Knowing the evils and temptations of our world, my wife and I sought to shield our children through endless activity. Like many other parents, we got our son involved in hockey and our daughter in dance; our goal was to keep our children busy and thus not give them a chance to get in trouble. However, I now realize that in engaging in a futile attempt to shield our children from battle with the devil we were instead merely failing to equip our children for their inevitable battles with Satan. We attempted a human solution to a spiritual problem, and our human limitations and inadequacies resulted in failure. We failed to fill our children with Christ, and instead left a vacuum too easily exploited by Satan.

In focusing our children on endless activity we created selfish, self-centered children. By failing to involve them in Catholic charitable works we taught them to believe they were the centers of their own universes. We replaced rosaries, adoration and bible study with ice time, games and recitals. We missed Sunday Masses for tournaments and catechism for performances, and we rationalized it by asserting that it was ‘for the best.’ How wrong we were.

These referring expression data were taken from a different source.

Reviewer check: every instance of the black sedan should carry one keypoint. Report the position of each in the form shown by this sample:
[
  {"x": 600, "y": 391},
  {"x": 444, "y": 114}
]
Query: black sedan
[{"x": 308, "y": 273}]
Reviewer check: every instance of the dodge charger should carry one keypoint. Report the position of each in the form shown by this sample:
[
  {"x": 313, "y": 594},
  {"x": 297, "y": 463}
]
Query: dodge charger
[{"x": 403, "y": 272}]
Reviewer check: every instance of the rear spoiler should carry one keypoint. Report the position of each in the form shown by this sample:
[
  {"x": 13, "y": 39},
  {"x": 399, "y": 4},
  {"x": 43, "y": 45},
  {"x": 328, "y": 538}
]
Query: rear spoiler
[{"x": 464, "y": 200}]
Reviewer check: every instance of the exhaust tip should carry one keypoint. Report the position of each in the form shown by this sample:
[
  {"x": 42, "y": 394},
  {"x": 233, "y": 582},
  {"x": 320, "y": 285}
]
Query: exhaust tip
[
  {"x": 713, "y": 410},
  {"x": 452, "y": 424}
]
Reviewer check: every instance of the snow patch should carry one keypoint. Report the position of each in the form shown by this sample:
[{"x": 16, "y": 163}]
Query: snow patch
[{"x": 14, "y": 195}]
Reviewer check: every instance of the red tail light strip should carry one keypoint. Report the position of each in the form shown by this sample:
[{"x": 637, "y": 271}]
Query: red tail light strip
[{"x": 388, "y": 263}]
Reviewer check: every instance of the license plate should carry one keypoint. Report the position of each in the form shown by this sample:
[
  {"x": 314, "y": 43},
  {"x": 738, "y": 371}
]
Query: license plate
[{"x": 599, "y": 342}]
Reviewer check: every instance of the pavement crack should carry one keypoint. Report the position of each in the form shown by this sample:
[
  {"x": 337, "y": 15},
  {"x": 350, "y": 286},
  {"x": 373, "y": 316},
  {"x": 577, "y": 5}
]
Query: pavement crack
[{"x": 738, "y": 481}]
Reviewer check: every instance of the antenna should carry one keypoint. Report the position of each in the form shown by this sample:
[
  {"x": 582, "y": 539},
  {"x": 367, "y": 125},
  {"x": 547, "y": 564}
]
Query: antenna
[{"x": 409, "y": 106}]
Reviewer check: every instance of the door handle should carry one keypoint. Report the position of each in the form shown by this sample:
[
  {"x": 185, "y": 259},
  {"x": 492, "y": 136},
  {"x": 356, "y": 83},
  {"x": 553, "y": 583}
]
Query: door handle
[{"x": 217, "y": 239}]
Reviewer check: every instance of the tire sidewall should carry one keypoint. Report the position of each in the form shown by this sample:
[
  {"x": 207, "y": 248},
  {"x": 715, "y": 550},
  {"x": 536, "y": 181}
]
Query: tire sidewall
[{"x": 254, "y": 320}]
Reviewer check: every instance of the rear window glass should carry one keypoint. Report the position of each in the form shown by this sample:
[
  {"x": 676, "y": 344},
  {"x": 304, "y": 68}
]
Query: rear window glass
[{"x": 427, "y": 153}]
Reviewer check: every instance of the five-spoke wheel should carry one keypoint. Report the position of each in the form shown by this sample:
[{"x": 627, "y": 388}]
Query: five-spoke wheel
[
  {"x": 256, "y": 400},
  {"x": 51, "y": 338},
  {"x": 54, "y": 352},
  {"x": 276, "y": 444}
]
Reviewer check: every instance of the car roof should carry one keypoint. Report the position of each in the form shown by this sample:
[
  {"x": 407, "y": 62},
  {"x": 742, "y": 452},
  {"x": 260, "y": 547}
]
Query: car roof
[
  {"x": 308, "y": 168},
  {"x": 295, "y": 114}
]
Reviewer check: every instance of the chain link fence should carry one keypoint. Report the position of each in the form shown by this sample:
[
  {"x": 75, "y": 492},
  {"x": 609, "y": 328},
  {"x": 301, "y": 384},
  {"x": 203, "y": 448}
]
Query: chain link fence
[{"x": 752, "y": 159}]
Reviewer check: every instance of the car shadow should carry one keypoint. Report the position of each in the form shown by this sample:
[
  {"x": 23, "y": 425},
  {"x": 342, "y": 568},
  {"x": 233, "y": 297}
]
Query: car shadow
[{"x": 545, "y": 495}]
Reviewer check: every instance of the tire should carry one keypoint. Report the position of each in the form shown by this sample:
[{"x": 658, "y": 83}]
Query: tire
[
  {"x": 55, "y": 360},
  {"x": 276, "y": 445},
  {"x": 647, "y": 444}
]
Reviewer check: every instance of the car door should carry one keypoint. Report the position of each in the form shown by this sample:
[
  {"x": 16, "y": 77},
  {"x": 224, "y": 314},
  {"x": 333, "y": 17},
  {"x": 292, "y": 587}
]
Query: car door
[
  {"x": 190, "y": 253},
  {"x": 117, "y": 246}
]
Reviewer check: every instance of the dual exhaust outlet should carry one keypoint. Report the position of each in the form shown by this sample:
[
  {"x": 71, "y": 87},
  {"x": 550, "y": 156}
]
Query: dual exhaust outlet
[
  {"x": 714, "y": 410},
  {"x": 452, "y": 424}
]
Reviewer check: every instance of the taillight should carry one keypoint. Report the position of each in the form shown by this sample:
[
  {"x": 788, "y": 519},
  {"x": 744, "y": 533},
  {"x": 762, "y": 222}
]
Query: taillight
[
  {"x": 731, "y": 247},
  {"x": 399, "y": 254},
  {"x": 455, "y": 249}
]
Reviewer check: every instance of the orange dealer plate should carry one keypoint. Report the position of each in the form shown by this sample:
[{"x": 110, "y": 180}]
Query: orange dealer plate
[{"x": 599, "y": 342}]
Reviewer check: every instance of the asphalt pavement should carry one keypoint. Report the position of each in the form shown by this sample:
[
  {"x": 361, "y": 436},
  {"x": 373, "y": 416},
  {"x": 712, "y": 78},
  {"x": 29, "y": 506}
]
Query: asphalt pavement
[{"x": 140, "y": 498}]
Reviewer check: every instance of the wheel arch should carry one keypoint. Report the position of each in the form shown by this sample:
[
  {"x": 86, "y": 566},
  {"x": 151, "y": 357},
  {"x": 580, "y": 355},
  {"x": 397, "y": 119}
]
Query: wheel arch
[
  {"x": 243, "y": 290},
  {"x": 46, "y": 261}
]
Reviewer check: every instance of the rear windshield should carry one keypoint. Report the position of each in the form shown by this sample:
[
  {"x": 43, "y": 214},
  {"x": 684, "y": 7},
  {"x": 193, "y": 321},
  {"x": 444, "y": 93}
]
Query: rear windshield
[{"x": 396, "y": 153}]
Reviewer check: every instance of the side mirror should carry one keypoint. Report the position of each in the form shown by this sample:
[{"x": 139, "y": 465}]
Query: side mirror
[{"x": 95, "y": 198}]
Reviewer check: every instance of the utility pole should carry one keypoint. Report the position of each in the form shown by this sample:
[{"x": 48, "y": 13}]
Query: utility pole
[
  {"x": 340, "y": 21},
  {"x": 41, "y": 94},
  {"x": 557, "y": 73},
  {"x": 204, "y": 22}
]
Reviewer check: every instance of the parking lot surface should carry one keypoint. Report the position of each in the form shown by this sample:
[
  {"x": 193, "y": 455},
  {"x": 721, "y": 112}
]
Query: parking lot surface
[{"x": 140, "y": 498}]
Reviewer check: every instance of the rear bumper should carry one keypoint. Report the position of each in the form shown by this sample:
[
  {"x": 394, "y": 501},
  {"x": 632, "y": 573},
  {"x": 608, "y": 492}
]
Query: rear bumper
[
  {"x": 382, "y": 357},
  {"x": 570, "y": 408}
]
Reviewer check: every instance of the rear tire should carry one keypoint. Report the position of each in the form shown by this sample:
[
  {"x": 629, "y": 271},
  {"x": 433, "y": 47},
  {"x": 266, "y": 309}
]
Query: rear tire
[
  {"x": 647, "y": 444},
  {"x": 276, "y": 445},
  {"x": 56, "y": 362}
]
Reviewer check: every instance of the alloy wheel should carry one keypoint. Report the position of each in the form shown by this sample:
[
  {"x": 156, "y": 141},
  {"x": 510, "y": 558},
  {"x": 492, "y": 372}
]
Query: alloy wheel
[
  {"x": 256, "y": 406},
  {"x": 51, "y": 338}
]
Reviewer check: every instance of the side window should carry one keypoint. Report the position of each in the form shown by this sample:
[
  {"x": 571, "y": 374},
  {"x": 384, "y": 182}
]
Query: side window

Today, both of our children have left the Church. Our daughter is living with a man and has had an abortion; our son has experimented with drugs and regards the Church with contempt and cynicism. Our first priority should have been to pass on the faith and to teach trust in the Lord; instead, we relied on our human intellect and put our faith in schemes of this world.

If I could only go back in time I’d make every Sunday Mass as a family, lead my family in a weekly rosary, take my children to pray in front of an abortion clinic, lead them in prayer before the Blessed Sacrament, and help them volunteer at a soup kitchen. For despite our best efforts and intentions there still were times my children were alone and lonely, tired and weak, hungry and desirous. I failed to anticipate and prepare my children for those inevitable times of temptation, and the devil had been patiently waiting.

Father, please print my letter in the church paper. If it will serve as a warning to at least one family it may help them to avoid the pain and regret my wife and I have experienced.